U of T student who drowned at Minden camp could not swim
The family of an 18-year-old University of Toronto student who drowned during a schoolregulated engineering camp has identified him as Anand Baiju and said he couldn’t swim.
Baiju was attending the U of T Survey Camp on Gull Lake near Minden, about 100 kilometres north of Peterborough, when he died Tuesday.
Emergency services said they responded the area at roughly 4:45 p.m. on Tuesday. The teen was pulled from the lake and transported by paramedics to the Haliburton Highlands Health Services hospital in Minden, where he was pronounced dead, according to Sgt. Peter Leon of Haliburton Highlands OPP detachment.
Baiju was a civil engineering student at U of T who was excited to embark on his second year of studies, his uncle Manoj Gopinath said in an interview Thursday.
Gopinath said Baiju had already purchased back-to-school items in anticipation of his new year. Now they sit untouched in shopping bags, Gopinath said, and his nephew will never get the chance to use them.
“He bought five or six dress shirts, pants, shoes, perfumes ... all with his own money.”
Baiju worked two part time jobs to pay for his tuition and support his family, Gopinath said. “He was really hard working. He was a really ambitious kid.”

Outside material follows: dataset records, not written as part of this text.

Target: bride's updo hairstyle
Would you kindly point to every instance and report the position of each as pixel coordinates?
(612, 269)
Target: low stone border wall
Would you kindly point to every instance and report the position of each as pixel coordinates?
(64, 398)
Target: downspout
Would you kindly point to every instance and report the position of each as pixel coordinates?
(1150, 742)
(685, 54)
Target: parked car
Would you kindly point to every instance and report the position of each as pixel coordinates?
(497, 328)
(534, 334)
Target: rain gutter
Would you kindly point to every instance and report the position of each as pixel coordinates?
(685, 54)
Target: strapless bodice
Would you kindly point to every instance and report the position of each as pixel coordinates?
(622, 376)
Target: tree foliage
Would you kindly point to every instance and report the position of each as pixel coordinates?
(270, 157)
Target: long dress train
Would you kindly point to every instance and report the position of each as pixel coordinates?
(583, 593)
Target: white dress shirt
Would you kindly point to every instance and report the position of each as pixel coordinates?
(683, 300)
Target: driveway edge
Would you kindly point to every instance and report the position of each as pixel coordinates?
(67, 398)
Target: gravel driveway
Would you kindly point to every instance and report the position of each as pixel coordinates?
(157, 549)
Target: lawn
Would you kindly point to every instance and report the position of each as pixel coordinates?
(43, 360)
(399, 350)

Gopinath isn’t entirely sure how the incident took place, and that he has only received official information from police.
“We are still in the dark.”
He said he has heard a few different versions of the incident and wants to find out what actually happened to his nephew.
According to Leon, Baiju was in the water with friends when he drowned.
“I understand he was in the water with friends; he became separated from them, at which point they made an attempt to locate their friend and removed him from the water immediately and started with first aid themselves,” he said.
Gopinath was concerned that there weren’t proper safety precautions in place.
“I have a lot of questions to ask to university authorities regarding this, because it’s not a recreational trip or anything. It’s part of the study program,” he said.
“They had been taken to their facility. It’s not a public area.”
Cristina Amon, dean of faculty of applied science and engineering at U of T, said the camp only involved land-related activities and that students were given a list of rules to follow. She could not confirm whether the rules barred students from going in the water.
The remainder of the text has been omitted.